The U.S. Department of Justice (DOJ) is intensifying its efforts to break up Google, as outlined in a revised proposal submitted to federal Judge Amit Mehta. Echoing last year's stance, the DOJ insists that Google should divest its popular web browser, Chrome, and possibly its Android operating system, following a landmark ruling that deemed Google a monopolist.
In its latest filing, the DOJ describes Google as an "economic goliath" that undermines consumer choice in the marketplace. The department argues that divesting Chrome is essential to fostering competition, allowing rival search engines to gain access to a vital user gateway. Additionally, the DOJ continues to advocate for changes in Google's Android business practices, suggesting that the company must either modify its operations to encourage competition or sell the operating system altogether.
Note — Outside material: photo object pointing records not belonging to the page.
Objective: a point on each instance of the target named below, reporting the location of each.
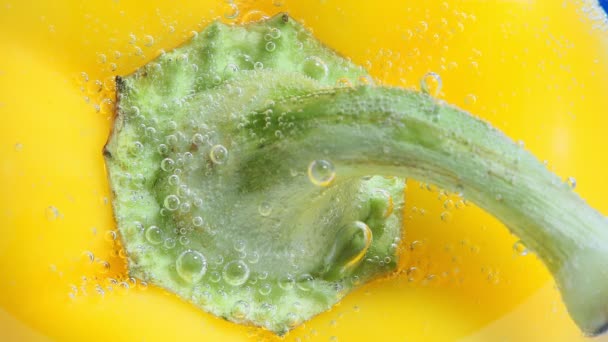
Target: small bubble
(431, 84)
(191, 265)
(230, 70)
(305, 282)
(413, 274)
(171, 202)
(265, 289)
(287, 282)
(169, 243)
(520, 248)
(321, 172)
(197, 221)
(154, 235)
(184, 241)
(275, 33)
(239, 245)
(270, 46)
(218, 154)
(240, 309)
(235, 273)
(254, 257)
(173, 180)
(314, 67)
(167, 164)
(265, 208)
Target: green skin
(305, 241)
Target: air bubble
(169, 243)
(171, 202)
(235, 273)
(265, 289)
(191, 266)
(287, 282)
(431, 84)
(218, 154)
(230, 70)
(154, 235)
(270, 46)
(314, 67)
(275, 33)
(167, 164)
(239, 246)
(350, 246)
(305, 282)
(173, 180)
(197, 221)
(321, 172)
(240, 309)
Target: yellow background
(536, 69)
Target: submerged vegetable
(252, 176)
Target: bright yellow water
(536, 69)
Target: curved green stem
(381, 131)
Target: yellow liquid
(537, 70)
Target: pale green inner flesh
(242, 178)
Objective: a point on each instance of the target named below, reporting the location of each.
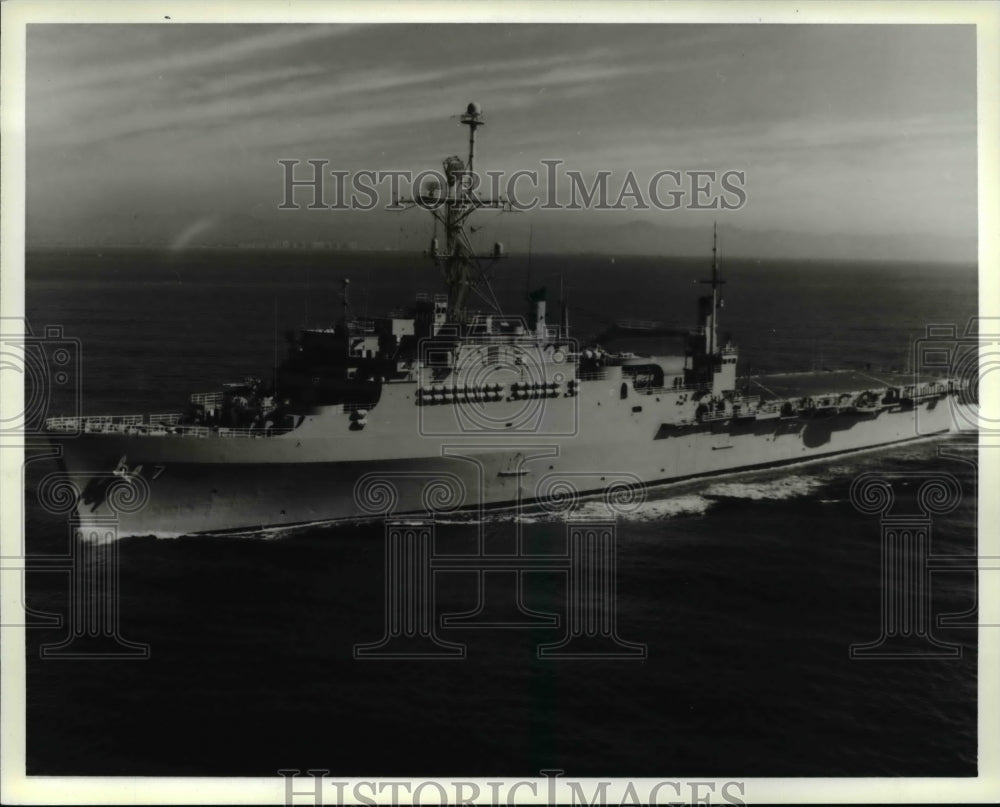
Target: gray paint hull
(329, 471)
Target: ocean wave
(785, 487)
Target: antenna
(473, 118)
(716, 282)
(527, 271)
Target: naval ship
(440, 408)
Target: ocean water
(747, 590)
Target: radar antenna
(451, 205)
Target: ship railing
(171, 419)
(207, 399)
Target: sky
(851, 137)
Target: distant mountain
(411, 231)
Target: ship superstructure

While the DOJ's proposal retains many elements from the previous administration's approach, it also reflects some concessions. For instance, the DOJ is now open to allowing Google to compensate Apple for services unrelated to search and has dropped the demand for Google to divest its artificial intelligence investments. Instead, the DOJ recommends that Google notify federal and state officials before proceeding with AI-related investments.
In response, Google has proposed an alternative that avoids selling Chrome. Instead, it suggests that the court impose restrictions on its agreements with mobile manufacturers and carriers, preventing Google from mandating pre-installed software on devices.
As both parties prepare to present their arguments in April, the outcome remains uncertain, with significant implications for the tech giant and the broader landscape of digital competition.